Emocje do samego końca
Na początku obie drużyny szły punkt za punkt. Jednak w pewnym momencie Torey De Falco zaserwował asa i zespół z Rzeszowa objął dwupunktowe prowadzenie. Niestety nie na długo. Przeciwnicy szybko odrobili straty i wyszli na punkt przewagi (6-7). Rzeszowianie starali się odrobić straty, jednak po wielu własnych błędach ich rywale zdobyli kolejne punkty na swoją korzyść (10-13). Na szczęście drużyna z Rzeszowa starała się i stopniowo zbliżała się do swoich przeciwników, doprowadzając do remisu (20-20). W końcówce rzeszowianie naprawdę wytrzymali presję. Bardzo dobrze odpowiadali na świetną grę przeciwników mimo niezbyt korzystnego przyjęcia. Set zakończył się fantastycznym blokiem Jakuba Kochanowskiego (27-25)!
MAMY PUCHAR!
Gracze SVG Luneburga zaczęli seta od świetnej gry i prowadzenia (0-2). Na szczęście po kilkunastu akcjach drużyna z Rzeszowa wzięła się w garść i dogoniła rywali. Dzięki poprawie przyjęcia udało im się nawet wyjść na dwa punkty przewagi (14-12). I od tego momentu rzeszowianie naprawdę się napędzili. Bardzo dobrze funkcjonował blok, zagrywką była świetna, ale też poprawiło się przyjęcie co dało naprawdę dużo jakości do gry Asseco Resovii. Po bloku Karola Kłosa Puchar wygraliśmy (25-18) i wiadomo było, że trofeum pozostanie w Rzeszowie! Mecz jednak trzeba było jednak rozegrać do końca.
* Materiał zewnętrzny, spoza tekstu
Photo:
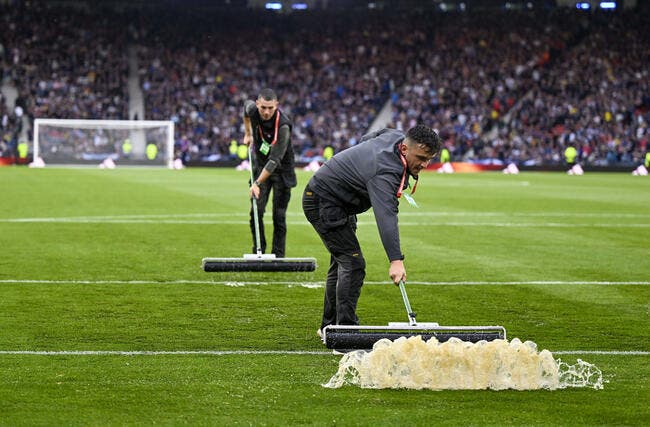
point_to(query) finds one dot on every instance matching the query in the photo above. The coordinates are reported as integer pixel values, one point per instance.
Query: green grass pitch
(106, 317)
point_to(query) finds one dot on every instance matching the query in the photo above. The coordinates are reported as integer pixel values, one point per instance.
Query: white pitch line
(321, 284)
(104, 220)
(258, 353)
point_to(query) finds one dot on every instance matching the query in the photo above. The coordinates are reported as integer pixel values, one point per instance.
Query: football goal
(90, 142)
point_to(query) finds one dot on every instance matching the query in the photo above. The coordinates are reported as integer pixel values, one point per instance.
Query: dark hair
(424, 135)
(268, 95)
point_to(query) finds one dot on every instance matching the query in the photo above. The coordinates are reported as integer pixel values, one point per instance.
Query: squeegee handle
(258, 244)
(409, 311)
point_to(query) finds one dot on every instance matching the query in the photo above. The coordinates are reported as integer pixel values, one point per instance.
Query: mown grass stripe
(258, 352)
(321, 284)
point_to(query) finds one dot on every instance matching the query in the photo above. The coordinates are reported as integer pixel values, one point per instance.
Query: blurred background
(502, 81)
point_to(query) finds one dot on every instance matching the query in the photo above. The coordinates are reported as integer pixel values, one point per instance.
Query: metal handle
(254, 202)
(410, 313)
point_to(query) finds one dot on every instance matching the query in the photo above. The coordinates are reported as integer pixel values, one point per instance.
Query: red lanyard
(277, 126)
(401, 184)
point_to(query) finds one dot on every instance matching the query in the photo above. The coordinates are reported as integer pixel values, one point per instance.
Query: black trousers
(347, 268)
(281, 197)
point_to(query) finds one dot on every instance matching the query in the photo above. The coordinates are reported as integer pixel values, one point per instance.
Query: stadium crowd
(501, 87)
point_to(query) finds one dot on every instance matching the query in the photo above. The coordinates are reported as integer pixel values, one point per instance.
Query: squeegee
(356, 337)
(257, 261)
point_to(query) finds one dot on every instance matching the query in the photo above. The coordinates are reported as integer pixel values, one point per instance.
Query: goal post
(90, 142)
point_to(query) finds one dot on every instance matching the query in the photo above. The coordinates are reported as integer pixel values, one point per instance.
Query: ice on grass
(412, 363)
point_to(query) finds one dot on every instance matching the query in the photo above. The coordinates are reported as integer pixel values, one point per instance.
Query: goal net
(90, 142)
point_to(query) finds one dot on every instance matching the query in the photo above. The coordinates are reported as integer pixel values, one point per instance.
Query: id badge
(411, 200)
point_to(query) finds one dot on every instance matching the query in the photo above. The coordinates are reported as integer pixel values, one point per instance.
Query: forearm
(278, 150)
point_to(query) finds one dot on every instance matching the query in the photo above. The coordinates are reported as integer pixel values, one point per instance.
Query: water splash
(454, 365)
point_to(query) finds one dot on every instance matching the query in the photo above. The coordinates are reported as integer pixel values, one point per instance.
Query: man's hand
(396, 271)
(255, 191)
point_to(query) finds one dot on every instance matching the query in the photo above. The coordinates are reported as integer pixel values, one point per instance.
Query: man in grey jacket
(373, 173)
(269, 130)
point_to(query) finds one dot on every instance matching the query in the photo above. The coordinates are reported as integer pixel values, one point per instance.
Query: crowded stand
(501, 87)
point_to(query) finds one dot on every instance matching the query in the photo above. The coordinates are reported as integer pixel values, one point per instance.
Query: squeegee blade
(258, 264)
(364, 337)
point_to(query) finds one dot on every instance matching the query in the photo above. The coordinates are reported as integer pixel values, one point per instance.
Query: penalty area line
(258, 353)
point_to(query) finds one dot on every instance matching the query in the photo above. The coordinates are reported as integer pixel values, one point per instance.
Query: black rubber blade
(350, 340)
(240, 264)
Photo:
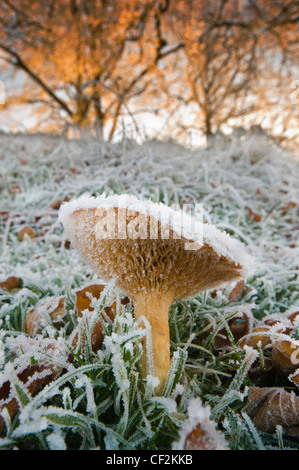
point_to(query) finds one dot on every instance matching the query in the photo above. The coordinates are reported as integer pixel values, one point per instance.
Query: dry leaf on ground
(271, 407)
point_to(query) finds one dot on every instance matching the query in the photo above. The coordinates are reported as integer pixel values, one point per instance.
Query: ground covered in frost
(248, 188)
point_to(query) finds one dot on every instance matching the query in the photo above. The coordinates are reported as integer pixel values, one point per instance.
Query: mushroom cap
(148, 246)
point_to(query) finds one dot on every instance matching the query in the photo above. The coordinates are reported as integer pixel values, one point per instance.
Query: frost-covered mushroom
(156, 255)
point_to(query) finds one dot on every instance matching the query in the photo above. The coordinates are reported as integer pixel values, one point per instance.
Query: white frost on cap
(198, 415)
(202, 233)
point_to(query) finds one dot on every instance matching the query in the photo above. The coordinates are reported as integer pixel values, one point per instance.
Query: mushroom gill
(154, 257)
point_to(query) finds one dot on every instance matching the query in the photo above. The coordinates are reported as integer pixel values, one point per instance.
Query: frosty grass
(248, 188)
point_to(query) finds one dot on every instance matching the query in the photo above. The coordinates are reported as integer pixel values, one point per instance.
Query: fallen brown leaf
(26, 231)
(237, 291)
(11, 283)
(269, 407)
(36, 320)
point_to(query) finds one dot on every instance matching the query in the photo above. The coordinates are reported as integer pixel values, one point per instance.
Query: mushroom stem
(154, 307)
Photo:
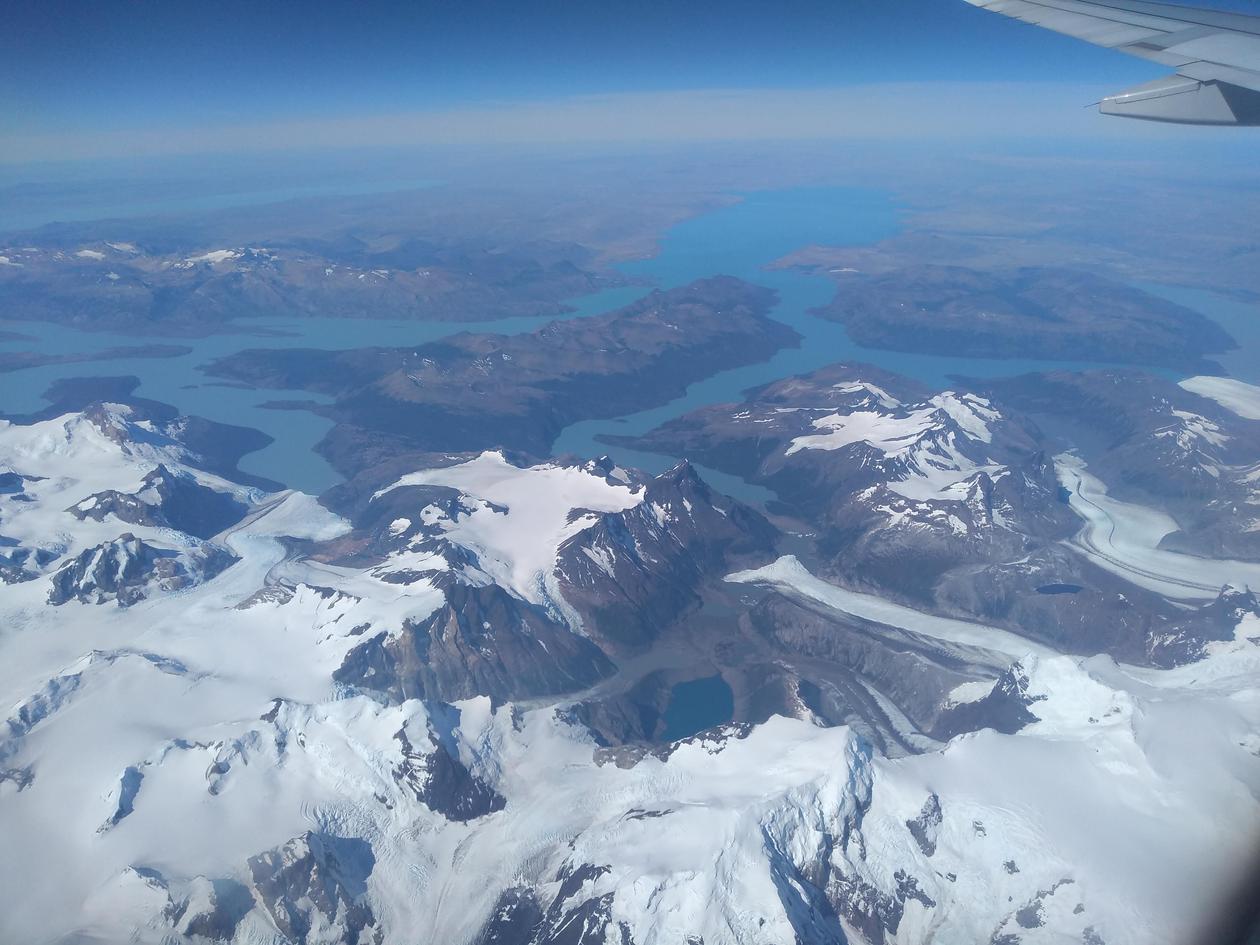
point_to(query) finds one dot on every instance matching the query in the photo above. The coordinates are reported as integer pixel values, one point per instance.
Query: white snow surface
(1124, 538)
(1236, 396)
(216, 256)
(1130, 798)
(924, 439)
(519, 518)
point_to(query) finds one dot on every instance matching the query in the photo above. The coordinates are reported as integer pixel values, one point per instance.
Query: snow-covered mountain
(378, 728)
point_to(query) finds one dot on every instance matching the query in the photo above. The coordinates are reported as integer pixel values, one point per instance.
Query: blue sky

Już prawie na początku seta zespół z Rzeszowa objął dwupunktowe prowadzenie (3-1). Mimo małych perturbacji gospodarzom przez dłuższy czas udało się utrzymać to prowadzenie. Niestety w pewnym momencie siatkarze z Luneburga doprowadzili do remisu (8-8). Przez błędy rzeszowian jakiś czas później przeciwnicy wyszli już na dwa punkty prowadzenia (12-14). Ale to nie załamało rzeszowian i dzięki konsekwencji gry doprowadzili do remisu. Zawodnicy gospodarzy pokazali, że w kryzysowych sytuacjach umieją trzymać nerwy na wodzy. Dzięki genialnym umiejętnościom w samej końcówce prowadzili (24-21). Atakiem Klemena Cebulja spotkanie zakończyło się wygraną w trzech setach (25-22).